Premier Panton urges banks to do more over rate hikes

GEORGE TOWN, Cayman Islands (CNS) – Premier Wayne Panton has welcomed the move by Cayman’s high street banks to stick to the agreed delay on rolling out interest rate hikes on local loans and mortgages following last week’s Federal Reserve increase. However, he said that even though he appreciated the banks’ agreeing to a 30-day notice period, he was still looking for more and raised concerns about people losing their homes.

“I hope and expect that they will engage in further dialogue with the government to determine how to further alleviate or potentially avoid the impact of future rate increases by the Fed,” Panton, who is also minister of finance, said in a release Wednesday. “We must guard against Caymanian homeowners potentially losing their homes due to the inability to meet increased interest charges, and local business struggling to keep up with their financing payments in addition to other high-level expenses.”

Following the premier’s intervention over the rate increases, the Cayman Islands Bankers Association agreed to implement a 30-day notice period for any further rate hikes through June 2024. However, his additional request for them to consider not increasing the rates at all fell on deaf ears.

In the meantime, as he continues to negotiate with them to encourage a change in their approach, Panton encouraged all borrowers, both residential and commercial, to investigate their options with lenders to avoid problems, including fixed-rate borrowing for periods of time and to maintain open lines of communication with their lending institutions.

Panton said he had initially asked the banks for a 60-day notice period and to consider ending the practice of raising local rates in tandem with the US.

“While this is done automatically in the Cayman Islands, this is not the case in other jurisdictions, including our fellow British Overseas Territory of Bermuda,” the premier said. “Until now, retail banks in the Cayman Islands immediately passed these increases directly on to their customers, with homeowners and other borrowers seeing their monthly payments increase significantly over the past 14 months.”

Panton said this has been very difficult, especially given the high cost of living, with food, utilities, gas, accommodation and other necessities all costing more.

“While there is very little that we can do locally to control the cost of food, fuel and other consumables, the decision to increase local interest rates and the timing thereof does lie within the local retail banks’ discretion, and I am thankful that they collectively saw the need to at least delay the impact for Cayman’s borrowers by one month,” he added.

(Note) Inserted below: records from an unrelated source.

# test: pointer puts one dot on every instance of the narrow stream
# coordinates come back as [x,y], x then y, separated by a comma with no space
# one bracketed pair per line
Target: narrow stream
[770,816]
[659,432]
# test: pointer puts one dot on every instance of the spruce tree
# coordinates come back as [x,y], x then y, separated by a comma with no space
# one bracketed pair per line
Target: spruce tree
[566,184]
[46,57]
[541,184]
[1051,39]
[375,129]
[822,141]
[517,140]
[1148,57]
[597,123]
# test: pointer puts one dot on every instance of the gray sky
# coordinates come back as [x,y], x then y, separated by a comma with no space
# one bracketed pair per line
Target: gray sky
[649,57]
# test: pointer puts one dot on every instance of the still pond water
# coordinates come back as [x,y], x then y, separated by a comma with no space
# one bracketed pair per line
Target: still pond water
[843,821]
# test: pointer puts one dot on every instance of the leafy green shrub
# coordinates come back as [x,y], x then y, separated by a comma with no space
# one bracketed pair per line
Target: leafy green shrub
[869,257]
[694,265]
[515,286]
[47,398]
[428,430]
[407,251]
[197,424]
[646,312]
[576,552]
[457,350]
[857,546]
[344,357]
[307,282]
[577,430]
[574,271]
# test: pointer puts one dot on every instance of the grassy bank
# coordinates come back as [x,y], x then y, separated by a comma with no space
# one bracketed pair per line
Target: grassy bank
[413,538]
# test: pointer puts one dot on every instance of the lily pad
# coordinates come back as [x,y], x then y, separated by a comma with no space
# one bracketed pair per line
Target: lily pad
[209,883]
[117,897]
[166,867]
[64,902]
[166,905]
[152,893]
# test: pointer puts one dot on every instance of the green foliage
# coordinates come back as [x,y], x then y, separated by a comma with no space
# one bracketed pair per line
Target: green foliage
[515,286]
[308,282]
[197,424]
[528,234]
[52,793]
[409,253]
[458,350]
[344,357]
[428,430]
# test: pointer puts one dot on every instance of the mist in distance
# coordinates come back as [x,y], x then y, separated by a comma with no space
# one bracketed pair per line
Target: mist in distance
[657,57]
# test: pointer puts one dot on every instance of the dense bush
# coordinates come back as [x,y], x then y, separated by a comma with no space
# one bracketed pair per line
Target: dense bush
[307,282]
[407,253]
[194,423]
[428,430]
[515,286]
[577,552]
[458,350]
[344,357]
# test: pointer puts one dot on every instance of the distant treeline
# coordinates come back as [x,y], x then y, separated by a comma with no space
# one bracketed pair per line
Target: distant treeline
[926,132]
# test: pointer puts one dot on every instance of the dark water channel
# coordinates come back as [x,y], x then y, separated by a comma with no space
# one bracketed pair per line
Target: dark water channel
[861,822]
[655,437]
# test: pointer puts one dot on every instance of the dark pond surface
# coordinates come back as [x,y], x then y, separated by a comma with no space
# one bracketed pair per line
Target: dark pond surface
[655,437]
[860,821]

But with higher interest rates increasing the price of borrowing and driving housing costs up, people have seen their mortgage payments increase by hundreds of dollars in less than 18 months. This affects renters as well as homeowners and also impacts the cost of doing business as owners pass the increases on to customers

As reported on CNS last week, the US Federal Reserve increased its base interest rate by 0.25 percent on Wednesday, 26 July. The increase brought the prime rate to 5.5 percent, which is the highest it’s been in 22 years and the eleventh increase since the start of 2022, but it could be repeated next month. The prime rate is always 3 percent above the Fed rate, and this is what Cayman retail banks adopt as the Cayman prime rate as well.

Butterfield Bank (Cayman) Limited and Cayman National announced prime rate increases from 25 August, while RBC Cayman has said it will wait until the 28 to increase the rate from 8.25 to 8.5 percent.